Other academic institutions, such as the Center for Rural Governance Studies at Huazhong University of Science and Technology, and other NGOs and networks, such as the Guizhou Association for Community Building and Rural Governance, identify with NRR, although some emphasize their differences from the current of NRR centered on Wen Tiejun and the Liang Shuming Center. Others, and an uncertain but certainly large number of grassroots experiments, have been influenced by NRR without using this term. To complicate matters, since the Chinese government began promoting the policy of "Constructing a New Socialist Countryside" (NSC, 建设社会主义新农村 (jianshe shehuizhuyi xin nongcun)) in 2006, many NRR advocates made a subtle switch to the state's term "NSC" instead of "NRR", presenting their views and experiments as "peasant-centered" or "village-community-centered" approaches to NSC. (While this new CCP policy is influenced in part by NRR, it should be primarily understood as an attempt to build the conditions for developing the rural consumer market.)

== Present situation ==

After 2006, therefore, it became more difficult to identify a coherent NRR current or movement because, (1) the original NRR advocates generally stopped using the term, (2) some NRR advocates emphasized their differences from other NRR advocates, and (3) many more activists and experiments were (and continue to be) influenced by one or another strand of NRR without using or even necessarily knowing this term.
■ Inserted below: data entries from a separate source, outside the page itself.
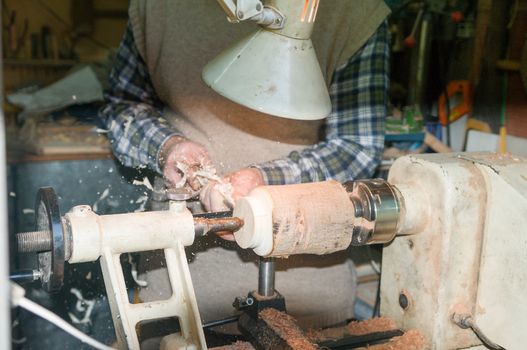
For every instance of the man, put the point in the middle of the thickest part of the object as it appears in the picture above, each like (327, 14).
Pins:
(162, 116)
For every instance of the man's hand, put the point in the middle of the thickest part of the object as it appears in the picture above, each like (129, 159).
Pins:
(238, 184)
(214, 196)
(180, 159)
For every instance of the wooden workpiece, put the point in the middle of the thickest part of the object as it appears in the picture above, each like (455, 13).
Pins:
(314, 218)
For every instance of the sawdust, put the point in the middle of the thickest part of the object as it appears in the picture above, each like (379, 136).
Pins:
(286, 327)
(239, 345)
(320, 335)
(378, 324)
(411, 340)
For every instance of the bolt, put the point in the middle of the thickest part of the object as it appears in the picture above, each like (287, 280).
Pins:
(36, 241)
(404, 302)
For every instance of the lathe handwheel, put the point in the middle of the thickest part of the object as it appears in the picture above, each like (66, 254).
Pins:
(47, 218)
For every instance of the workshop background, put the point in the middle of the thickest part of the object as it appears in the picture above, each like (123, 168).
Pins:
(458, 82)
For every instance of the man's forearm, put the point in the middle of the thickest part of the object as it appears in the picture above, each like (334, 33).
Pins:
(337, 159)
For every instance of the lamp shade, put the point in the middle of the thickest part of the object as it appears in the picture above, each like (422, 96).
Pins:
(272, 74)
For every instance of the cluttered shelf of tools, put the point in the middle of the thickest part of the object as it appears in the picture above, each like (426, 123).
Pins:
(21, 157)
(39, 62)
(56, 141)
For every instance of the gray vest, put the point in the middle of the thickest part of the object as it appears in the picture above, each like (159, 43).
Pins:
(176, 38)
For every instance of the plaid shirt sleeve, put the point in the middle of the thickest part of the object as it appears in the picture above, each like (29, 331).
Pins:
(354, 131)
(133, 113)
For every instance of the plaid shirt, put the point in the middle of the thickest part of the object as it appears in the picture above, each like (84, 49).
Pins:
(354, 131)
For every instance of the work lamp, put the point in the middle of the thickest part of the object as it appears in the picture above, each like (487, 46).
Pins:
(275, 69)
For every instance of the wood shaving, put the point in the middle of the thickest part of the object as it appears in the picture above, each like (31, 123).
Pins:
(378, 324)
(145, 183)
(239, 345)
(286, 327)
(411, 340)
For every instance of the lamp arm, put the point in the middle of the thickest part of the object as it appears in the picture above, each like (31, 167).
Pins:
(254, 10)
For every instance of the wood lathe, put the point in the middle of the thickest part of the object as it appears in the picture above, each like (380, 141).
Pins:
(454, 259)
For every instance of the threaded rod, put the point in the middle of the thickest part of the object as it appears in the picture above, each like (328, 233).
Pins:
(34, 241)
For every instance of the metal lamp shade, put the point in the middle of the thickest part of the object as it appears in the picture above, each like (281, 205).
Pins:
(272, 74)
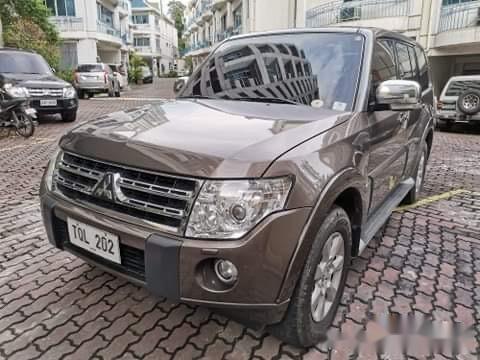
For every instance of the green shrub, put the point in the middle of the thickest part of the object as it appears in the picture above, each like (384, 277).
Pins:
(67, 75)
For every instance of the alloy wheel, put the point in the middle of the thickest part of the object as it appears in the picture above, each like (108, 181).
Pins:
(328, 275)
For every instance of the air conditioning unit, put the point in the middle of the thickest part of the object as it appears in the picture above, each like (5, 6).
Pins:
(350, 13)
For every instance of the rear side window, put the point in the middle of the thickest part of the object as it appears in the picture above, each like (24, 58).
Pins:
(405, 66)
(455, 88)
(422, 68)
(90, 68)
(383, 66)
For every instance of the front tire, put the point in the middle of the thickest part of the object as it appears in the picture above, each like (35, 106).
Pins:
(321, 284)
(69, 116)
(24, 125)
(414, 194)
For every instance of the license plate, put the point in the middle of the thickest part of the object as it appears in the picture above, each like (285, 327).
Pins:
(48, 102)
(98, 242)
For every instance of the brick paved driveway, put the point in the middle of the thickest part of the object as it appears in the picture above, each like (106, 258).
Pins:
(52, 305)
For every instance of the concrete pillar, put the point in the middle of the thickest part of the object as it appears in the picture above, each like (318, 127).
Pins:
(229, 15)
(1, 34)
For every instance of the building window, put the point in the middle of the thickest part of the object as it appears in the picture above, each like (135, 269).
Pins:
(451, 2)
(61, 7)
(237, 17)
(141, 41)
(104, 15)
(140, 19)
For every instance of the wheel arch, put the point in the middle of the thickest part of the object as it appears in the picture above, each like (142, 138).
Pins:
(349, 190)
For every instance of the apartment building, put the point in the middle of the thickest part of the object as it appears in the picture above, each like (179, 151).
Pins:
(448, 29)
(92, 30)
(107, 30)
(211, 21)
(154, 36)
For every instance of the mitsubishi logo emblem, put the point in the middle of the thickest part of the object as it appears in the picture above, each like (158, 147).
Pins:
(108, 188)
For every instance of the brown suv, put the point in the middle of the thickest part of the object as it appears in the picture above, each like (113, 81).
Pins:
(280, 159)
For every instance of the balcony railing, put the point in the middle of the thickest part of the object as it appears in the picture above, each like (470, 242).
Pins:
(459, 16)
(107, 29)
(67, 23)
(338, 11)
(144, 49)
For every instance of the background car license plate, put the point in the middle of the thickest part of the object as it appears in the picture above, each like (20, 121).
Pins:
(48, 102)
(96, 241)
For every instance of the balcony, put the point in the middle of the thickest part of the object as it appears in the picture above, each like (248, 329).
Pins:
(459, 16)
(339, 12)
(107, 29)
(458, 29)
(67, 23)
(218, 4)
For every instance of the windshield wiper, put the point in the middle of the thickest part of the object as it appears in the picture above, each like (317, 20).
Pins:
(266, 100)
(197, 97)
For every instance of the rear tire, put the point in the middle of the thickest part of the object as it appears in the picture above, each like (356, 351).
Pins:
(302, 326)
(414, 194)
(69, 116)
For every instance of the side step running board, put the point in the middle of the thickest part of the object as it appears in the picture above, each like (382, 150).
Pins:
(381, 215)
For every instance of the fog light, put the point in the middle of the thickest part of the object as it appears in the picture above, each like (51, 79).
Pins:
(226, 271)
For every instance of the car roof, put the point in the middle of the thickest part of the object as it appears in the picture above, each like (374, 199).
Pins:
(375, 32)
(10, 49)
(464, 77)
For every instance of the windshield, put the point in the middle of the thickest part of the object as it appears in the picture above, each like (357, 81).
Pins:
(315, 69)
(23, 63)
(457, 87)
(90, 68)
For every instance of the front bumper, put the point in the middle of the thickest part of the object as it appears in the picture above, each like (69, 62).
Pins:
(62, 105)
(179, 268)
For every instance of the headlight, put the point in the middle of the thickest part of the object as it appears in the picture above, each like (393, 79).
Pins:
(229, 209)
(51, 168)
(17, 91)
(69, 93)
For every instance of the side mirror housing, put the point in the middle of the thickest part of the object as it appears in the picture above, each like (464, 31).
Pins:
(399, 95)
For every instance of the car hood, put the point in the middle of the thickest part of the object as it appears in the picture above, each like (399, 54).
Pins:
(36, 80)
(204, 138)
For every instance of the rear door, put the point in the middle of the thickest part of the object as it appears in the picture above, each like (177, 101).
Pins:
(388, 137)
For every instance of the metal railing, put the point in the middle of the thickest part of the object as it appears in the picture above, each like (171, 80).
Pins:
(143, 49)
(459, 16)
(107, 29)
(67, 23)
(339, 11)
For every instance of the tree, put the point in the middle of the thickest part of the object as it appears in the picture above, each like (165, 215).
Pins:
(26, 25)
(33, 10)
(176, 10)
(25, 34)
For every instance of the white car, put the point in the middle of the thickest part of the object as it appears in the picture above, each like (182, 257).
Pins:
(459, 101)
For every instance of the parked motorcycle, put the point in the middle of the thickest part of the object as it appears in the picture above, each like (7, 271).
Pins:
(15, 112)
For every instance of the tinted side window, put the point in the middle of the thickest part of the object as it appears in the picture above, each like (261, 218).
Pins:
(422, 68)
(383, 66)
(405, 66)
(413, 62)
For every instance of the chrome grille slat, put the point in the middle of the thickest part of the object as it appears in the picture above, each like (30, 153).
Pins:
(45, 92)
(154, 189)
(164, 198)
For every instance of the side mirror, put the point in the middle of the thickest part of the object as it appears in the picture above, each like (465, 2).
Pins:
(400, 95)
(178, 86)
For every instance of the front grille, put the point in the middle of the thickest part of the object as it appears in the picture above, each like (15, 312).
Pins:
(161, 199)
(133, 259)
(34, 92)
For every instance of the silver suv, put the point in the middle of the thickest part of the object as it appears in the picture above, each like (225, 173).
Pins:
(97, 78)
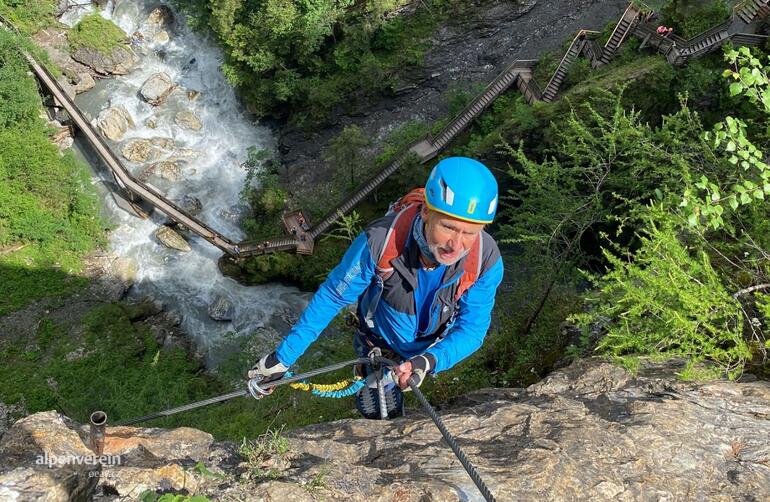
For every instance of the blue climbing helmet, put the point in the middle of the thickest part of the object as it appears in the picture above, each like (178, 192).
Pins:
(462, 188)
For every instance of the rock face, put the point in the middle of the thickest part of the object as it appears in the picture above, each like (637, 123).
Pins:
(114, 122)
(171, 239)
(467, 50)
(120, 61)
(156, 89)
(590, 432)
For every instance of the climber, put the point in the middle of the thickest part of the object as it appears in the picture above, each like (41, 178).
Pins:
(424, 276)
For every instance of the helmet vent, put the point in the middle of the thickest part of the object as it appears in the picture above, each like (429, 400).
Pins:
(448, 195)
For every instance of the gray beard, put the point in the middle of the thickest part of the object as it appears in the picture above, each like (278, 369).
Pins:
(434, 250)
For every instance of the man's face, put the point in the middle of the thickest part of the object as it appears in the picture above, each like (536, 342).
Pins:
(449, 239)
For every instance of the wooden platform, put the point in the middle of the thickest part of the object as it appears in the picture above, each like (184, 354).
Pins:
(297, 226)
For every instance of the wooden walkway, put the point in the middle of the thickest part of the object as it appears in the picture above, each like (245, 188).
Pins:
(740, 29)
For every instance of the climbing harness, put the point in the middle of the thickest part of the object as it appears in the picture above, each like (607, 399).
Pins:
(261, 388)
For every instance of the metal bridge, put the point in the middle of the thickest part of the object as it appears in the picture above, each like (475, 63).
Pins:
(741, 29)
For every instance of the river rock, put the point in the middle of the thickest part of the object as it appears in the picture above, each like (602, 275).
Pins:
(161, 37)
(191, 205)
(120, 61)
(221, 309)
(156, 89)
(62, 137)
(165, 169)
(114, 122)
(590, 432)
(144, 150)
(85, 82)
(160, 16)
(38, 459)
(171, 239)
(184, 154)
(188, 120)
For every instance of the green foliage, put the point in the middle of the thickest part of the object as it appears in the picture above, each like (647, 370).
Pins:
(346, 228)
(48, 210)
(306, 59)
(745, 176)
(692, 17)
(29, 16)
(604, 161)
(265, 453)
(96, 32)
(667, 299)
(150, 496)
(346, 153)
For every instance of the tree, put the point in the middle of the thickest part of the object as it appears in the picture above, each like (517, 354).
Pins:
(347, 153)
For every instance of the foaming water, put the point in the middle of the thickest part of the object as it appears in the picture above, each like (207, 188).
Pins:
(189, 282)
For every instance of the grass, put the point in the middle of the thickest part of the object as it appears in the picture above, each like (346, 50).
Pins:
(29, 16)
(95, 32)
(49, 216)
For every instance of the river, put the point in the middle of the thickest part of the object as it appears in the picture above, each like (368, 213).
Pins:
(189, 282)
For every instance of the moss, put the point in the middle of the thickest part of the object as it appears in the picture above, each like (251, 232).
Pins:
(95, 32)
(29, 16)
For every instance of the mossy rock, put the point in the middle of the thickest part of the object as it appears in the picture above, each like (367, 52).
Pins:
(95, 32)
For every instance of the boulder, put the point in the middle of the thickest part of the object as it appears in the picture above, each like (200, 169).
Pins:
(221, 309)
(146, 150)
(62, 137)
(188, 120)
(156, 89)
(161, 37)
(171, 239)
(84, 82)
(183, 154)
(39, 461)
(114, 122)
(120, 60)
(192, 205)
(165, 169)
(160, 16)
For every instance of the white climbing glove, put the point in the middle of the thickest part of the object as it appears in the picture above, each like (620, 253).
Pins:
(268, 368)
(417, 367)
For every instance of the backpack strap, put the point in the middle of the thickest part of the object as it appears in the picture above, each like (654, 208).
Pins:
(471, 267)
(395, 239)
(406, 209)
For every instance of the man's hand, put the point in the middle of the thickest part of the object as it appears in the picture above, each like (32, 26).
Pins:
(269, 368)
(417, 367)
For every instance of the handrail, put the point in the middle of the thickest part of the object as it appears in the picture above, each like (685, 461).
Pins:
(519, 71)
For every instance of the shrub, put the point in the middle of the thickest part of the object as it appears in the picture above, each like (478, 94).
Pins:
(95, 32)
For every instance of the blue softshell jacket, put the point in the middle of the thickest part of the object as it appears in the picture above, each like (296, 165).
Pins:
(457, 327)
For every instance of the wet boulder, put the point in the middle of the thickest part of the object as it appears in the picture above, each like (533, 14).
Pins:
(161, 17)
(188, 120)
(171, 239)
(221, 309)
(164, 169)
(114, 122)
(83, 83)
(191, 205)
(161, 37)
(118, 61)
(156, 89)
(146, 150)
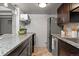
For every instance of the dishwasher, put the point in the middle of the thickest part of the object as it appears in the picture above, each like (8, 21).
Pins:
(54, 46)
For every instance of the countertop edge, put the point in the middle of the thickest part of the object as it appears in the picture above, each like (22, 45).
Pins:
(67, 41)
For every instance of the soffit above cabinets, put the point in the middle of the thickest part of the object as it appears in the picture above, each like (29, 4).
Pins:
(33, 8)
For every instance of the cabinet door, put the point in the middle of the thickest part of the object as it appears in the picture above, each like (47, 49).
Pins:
(59, 16)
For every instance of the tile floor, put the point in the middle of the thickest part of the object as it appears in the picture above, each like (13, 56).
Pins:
(41, 52)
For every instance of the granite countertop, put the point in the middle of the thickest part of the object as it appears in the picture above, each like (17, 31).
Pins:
(8, 42)
(72, 41)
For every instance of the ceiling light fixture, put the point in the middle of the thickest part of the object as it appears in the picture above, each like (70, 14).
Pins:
(42, 5)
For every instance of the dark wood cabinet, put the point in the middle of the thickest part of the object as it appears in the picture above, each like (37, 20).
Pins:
(63, 14)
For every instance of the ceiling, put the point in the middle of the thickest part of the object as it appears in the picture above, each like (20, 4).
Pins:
(33, 8)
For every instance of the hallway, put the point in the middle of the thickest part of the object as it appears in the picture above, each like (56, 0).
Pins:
(41, 52)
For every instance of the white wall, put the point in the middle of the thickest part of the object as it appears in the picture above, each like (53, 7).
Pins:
(38, 25)
(15, 21)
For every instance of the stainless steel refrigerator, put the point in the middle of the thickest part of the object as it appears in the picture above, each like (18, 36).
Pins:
(52, 28)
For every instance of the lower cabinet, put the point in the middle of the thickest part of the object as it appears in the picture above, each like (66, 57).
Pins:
(24, 49)
(65, 49)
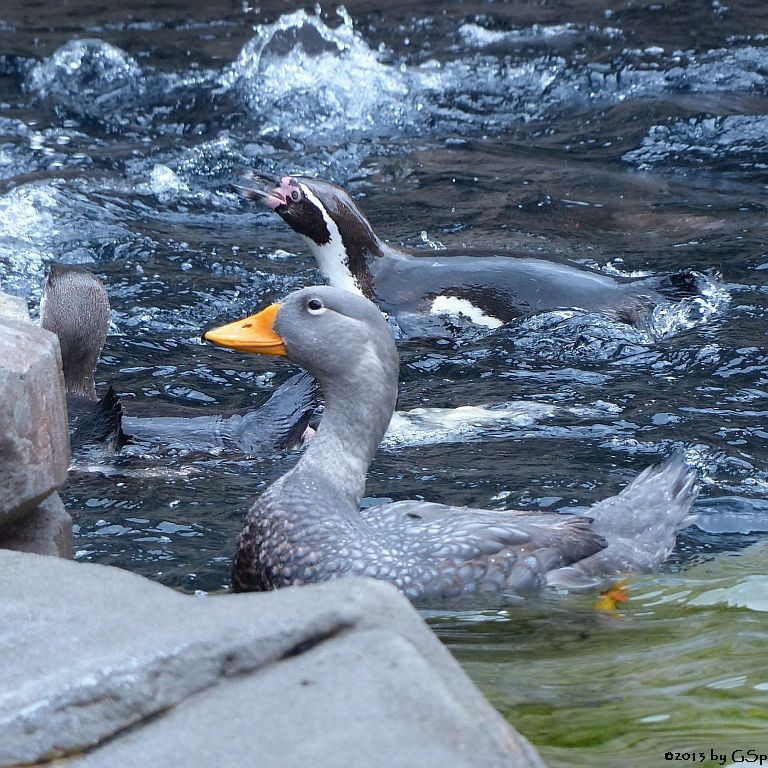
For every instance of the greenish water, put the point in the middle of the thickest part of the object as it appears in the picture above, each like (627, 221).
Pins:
(628, 135)
(680, 666)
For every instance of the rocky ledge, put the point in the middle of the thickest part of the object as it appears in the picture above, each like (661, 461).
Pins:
(111, 669)
(102, 667)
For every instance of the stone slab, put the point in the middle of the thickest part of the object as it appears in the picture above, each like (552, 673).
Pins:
(34, 438)
(92, 654)
(46, 530)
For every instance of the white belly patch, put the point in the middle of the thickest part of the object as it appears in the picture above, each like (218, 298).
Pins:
(451, 305)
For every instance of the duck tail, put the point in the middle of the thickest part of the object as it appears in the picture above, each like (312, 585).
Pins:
(103, 426)
(640, 523)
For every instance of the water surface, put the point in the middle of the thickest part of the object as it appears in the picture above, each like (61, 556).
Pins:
(630, 138)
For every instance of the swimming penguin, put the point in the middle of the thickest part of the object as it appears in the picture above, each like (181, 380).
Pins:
(488, 288)
(75, 306)
(308, 525)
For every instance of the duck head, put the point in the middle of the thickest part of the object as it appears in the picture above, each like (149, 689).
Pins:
(334, 228)
(75, 307)
(337, 336)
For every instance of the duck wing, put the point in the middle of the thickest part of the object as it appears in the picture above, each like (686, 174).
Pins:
(451, 551)
(640, 523)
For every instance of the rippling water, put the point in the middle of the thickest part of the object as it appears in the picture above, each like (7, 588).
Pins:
(632, 139)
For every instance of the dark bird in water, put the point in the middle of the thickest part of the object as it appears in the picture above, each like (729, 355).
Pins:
(422, 290)
(75, 306)
(308, 525)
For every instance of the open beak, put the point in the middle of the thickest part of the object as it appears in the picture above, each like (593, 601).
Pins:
(262, 189)
(251, 334)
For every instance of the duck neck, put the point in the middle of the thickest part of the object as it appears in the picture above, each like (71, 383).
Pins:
(356, 417)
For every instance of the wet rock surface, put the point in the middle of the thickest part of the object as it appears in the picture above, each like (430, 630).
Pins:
(321, 675)
(46, 530)
(34, 440)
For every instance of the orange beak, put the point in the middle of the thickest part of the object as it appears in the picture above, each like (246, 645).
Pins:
(251, 334)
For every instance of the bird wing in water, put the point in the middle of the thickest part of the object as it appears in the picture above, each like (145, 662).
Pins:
(641, 522)
(460, 550)
(101, 425)
(280, 422)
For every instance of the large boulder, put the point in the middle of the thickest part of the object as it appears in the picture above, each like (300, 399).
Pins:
(34, 440)
(46, 530)
(111, 669)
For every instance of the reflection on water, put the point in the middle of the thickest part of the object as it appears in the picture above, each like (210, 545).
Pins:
(631, 139)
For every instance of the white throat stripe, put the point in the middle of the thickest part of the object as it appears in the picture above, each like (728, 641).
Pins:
(331, 258)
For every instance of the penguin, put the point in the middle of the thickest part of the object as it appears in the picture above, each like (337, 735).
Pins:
(486, 288)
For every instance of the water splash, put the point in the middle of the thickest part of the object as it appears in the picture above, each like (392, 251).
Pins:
(89, 78)
(735, 139)
(303, 80)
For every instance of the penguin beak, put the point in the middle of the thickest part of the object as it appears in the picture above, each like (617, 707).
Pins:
(253, 334)
(262, 189)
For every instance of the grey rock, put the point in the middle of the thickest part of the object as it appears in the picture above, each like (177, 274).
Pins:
(343, 673)
(46, 530)
(34, 439)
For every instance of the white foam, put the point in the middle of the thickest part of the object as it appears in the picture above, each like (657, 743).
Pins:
(452, 305)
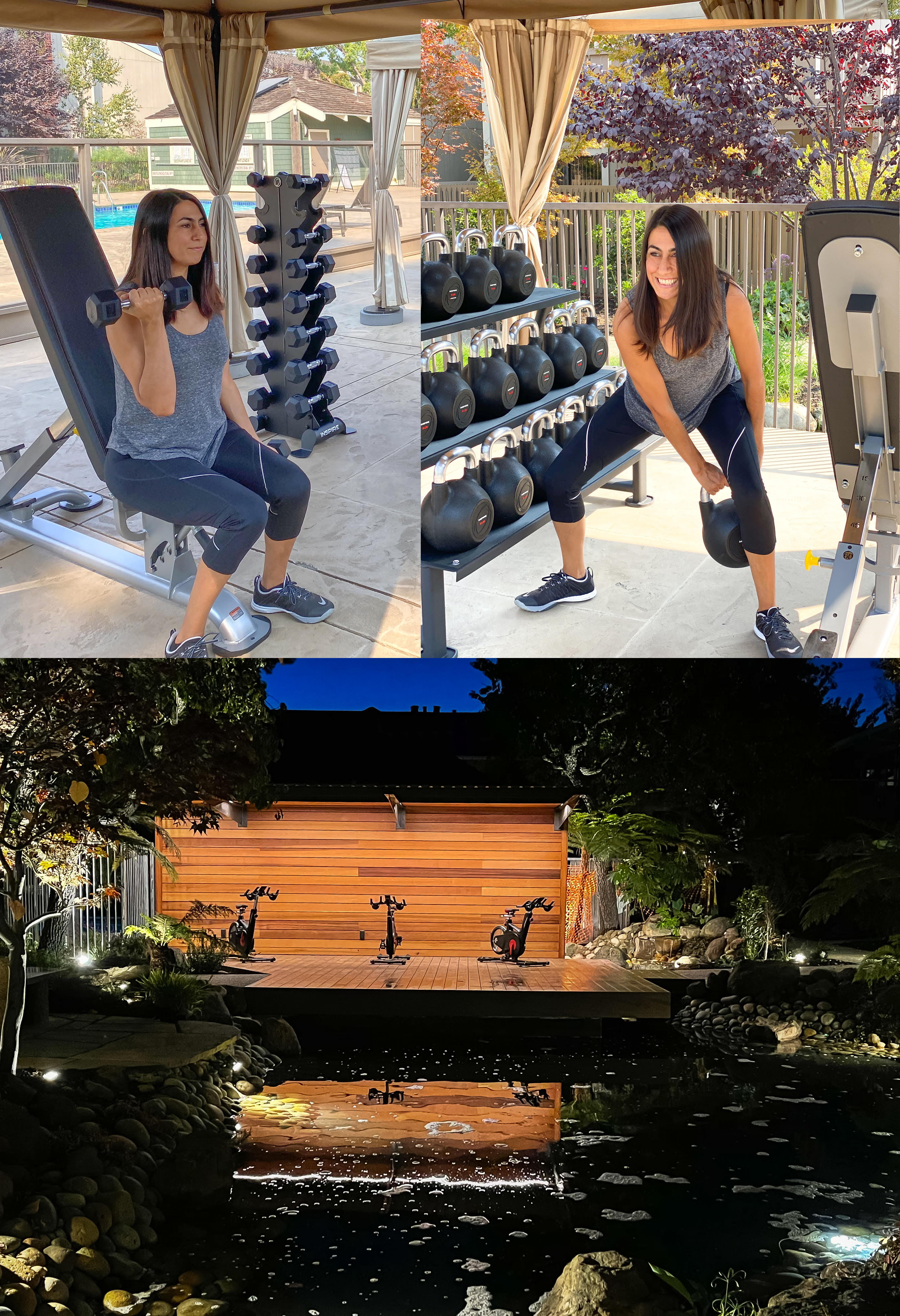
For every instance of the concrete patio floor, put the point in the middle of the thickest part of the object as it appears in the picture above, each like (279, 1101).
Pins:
(660, 595)
(358, 545)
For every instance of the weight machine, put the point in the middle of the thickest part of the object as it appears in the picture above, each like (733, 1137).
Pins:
(852, 253)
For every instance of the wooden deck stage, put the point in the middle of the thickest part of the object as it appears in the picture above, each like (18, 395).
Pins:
(449, 986)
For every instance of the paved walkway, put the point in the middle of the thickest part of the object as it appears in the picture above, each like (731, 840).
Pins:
(358, 547)
(660, 595)
(96, 1041)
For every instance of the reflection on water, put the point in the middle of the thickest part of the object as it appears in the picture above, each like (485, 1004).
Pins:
(464, 1134)
(495, 1160)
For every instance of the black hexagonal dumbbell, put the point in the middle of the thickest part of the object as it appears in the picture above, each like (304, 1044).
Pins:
(297, 303)
(298, 372)
(303, 269)
(310, 243)
(298, 407)
(298, 337)
(260, 398)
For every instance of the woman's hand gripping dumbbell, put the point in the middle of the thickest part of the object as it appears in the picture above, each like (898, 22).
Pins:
(145, 304)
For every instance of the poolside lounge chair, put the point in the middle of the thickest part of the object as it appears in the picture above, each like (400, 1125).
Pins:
(60, 262)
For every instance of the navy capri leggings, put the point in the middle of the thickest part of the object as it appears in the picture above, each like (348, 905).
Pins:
(249, 489)
(611, 433)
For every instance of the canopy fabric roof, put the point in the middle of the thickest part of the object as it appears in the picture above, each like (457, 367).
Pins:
(361, 20)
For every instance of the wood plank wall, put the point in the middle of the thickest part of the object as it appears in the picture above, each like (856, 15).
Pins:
(457, 865)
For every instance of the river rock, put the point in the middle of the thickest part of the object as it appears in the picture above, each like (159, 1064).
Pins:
(606, 1284)
(280, 1038)
(83, 1232)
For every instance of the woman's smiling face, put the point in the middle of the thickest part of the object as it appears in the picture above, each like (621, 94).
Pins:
(662, 269)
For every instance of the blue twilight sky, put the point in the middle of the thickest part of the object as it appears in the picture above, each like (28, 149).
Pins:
(394, 685)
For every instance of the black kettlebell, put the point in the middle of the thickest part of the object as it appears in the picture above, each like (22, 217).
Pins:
(493, 380)
(518, 274)
(443, 290)
(721, 532)
(539, 455)
(535, 369)
(481, 280)
(564, 429)
(457, 515)
(430, 422)
(446, 390)
(505, 480)
(591, 337)
(566, 353)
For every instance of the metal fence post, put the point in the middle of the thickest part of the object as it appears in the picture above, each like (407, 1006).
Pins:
(85, 179)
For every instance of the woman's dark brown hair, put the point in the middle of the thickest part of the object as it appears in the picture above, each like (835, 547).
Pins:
(152, 262)
(699, 306)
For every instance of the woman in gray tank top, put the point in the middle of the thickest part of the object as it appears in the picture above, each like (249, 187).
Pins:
(182, 447)
(675, 332)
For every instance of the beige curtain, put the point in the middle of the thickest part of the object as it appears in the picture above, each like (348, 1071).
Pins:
(393, 94)
(529, 73)
(216, 127)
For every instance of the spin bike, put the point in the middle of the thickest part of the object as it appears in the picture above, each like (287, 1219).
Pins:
(243, 931)
(509, 942)
(391, 939)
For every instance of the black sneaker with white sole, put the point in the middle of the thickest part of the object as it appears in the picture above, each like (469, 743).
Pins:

In order to avoid the political sensitiveness of social movement, the NRR advocates started to call themselves a "network" (网络) instead of a "movement" (运动). Yet, the NRR has been leading various initiatives in sustainable agriculture and alternative food networks such as community-supported agriculture have become a key instrument for the NRR to promote their ideas and philosophy. In the words of Wen Tiejun, NRR has "gone to the grassroots". The popular movements emerging from NRR are still in the process of formation and have yet to be documented.